Raymond Priestley

Raymond Edward Priestley, Raymond Edward Priestley since 1949 Sir ( born July 20, 1886 in Tewkesbury, Gloucestershire, † June 24, 1974 in Cheltenham ) was a British geologist and early Antarctic explorer.

Life

Raymond Priestley was educated at Tewkesbury Grammar School. He was close to his degree in geology at the University of Bristol, when he hired as a geological assistant to Ernest Shackleton's Nimrod Expedition (1907-1909) to the Antarctic. On the expedition, he worked closely with the renowned Edgeworth David, another member of the expedition. Priestley collected minerals and lichen samples from the region, including of islands from the Ross Sea, the north face of the volcano Mount Erebus and mountains in the Ferrar Glacier. He was also a member of the group that put the food and fuel depots for Shackleton's nearly successful attempt to reach the first man to the South Pole. On a trip in November 1908 Priestley spent due to lack of space in a tent three days a snowstorm outside the tent in his sleeping bag. As the snow storm was raging, he slowly slid down the glacier and would have fallen at the foot almost to death.

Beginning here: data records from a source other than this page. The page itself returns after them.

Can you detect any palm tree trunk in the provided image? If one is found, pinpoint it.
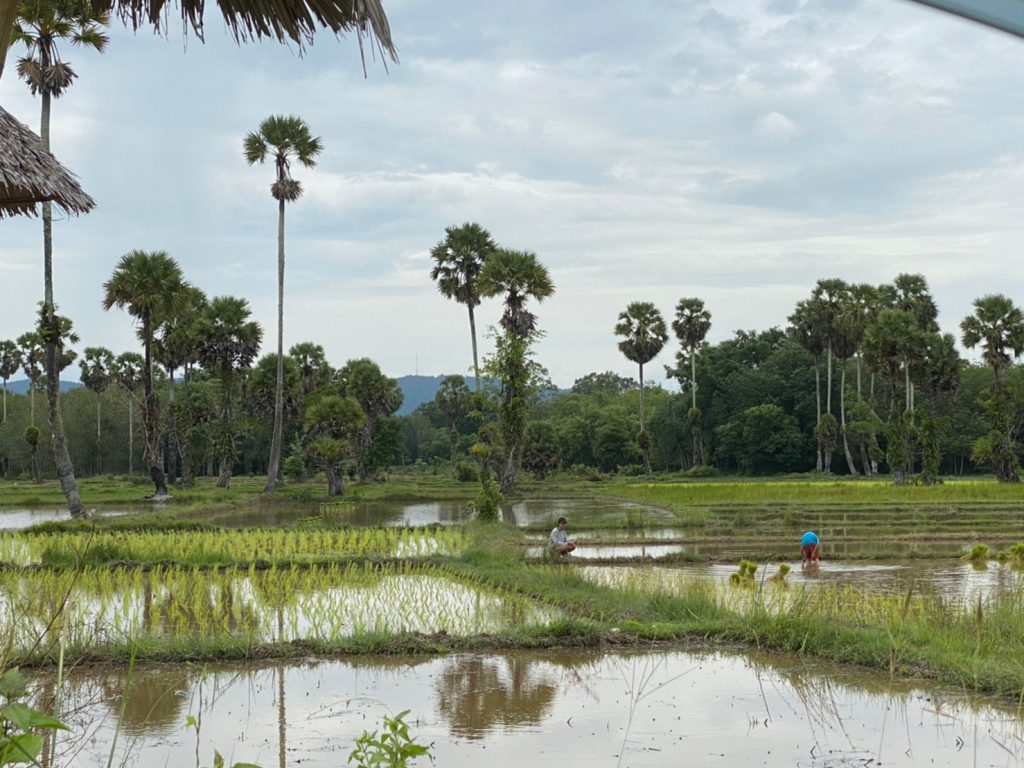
[640,362,651,477]
[39,88,86,517]
[466,304,480,392]
[142,315,167,500]
[128,392,135,477]
[839,360,860,476]
[96,392,103,475]
[263,199,285,494]
[814,357,823,474]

Priestley returned as a member of the fateful Terra Nova expedition Robert Falcon Scott's 1910-1912 back to Antarctica. Immediately after they were landed in 1911 with Scott at Cape Evans, broke Priestley and five other men on the north, to explore the coast of Victoria Lands, where they built a hut near Carsten Egeberg Borchgrevinks camp of 1898 at Cape Adare. The same group returned in 1912 at the Terra Nova Bay on the coast back, halfway between Cape Evans and Cape Adare. Ten weeks later, their tent was destroyed and the Terra Nova, the ship of the expedition, the ice pack could not penetrate and absorb the group. In mid-February, they dug a small cave in a snowdrift and stayed there until the end of September, the beginning of southern spring, in an accommodation which they dubbed " Inexpressible Iceland ". In September, the men marched for five weeks before they coincidentally found a camp with food and fuel, and finally returned to Cape Evans.

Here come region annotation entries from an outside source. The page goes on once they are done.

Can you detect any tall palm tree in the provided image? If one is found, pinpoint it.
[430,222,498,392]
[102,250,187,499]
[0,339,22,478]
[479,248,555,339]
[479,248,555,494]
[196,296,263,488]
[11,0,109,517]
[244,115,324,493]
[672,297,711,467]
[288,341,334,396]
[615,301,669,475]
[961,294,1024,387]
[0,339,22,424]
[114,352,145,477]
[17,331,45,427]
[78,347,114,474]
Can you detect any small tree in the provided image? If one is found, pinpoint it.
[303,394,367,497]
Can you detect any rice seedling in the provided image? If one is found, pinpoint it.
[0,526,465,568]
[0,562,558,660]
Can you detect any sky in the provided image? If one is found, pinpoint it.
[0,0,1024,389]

His research on glaciers in Antarctica brought him after the First World War, a research undergraduate at Cambridge. In 1920 he founded, together with Frank Debenham the Scott Polar Research Institute in Cambridge. From the 1930s until his retirement, he held a number of academic and administrative posts in Australia and England, where he Vice- Chancellor of the University of Melbourne, Vice Chancellor and Chancellor of the University of Birmingham, 1953 Chairman of the Royal Commission on the Civil Service and Deputy Director of today's British Antarctic Survey was. From 1961 to 1963 he was President of the Royal Geographical Society, 1949, he was awarded the accolade.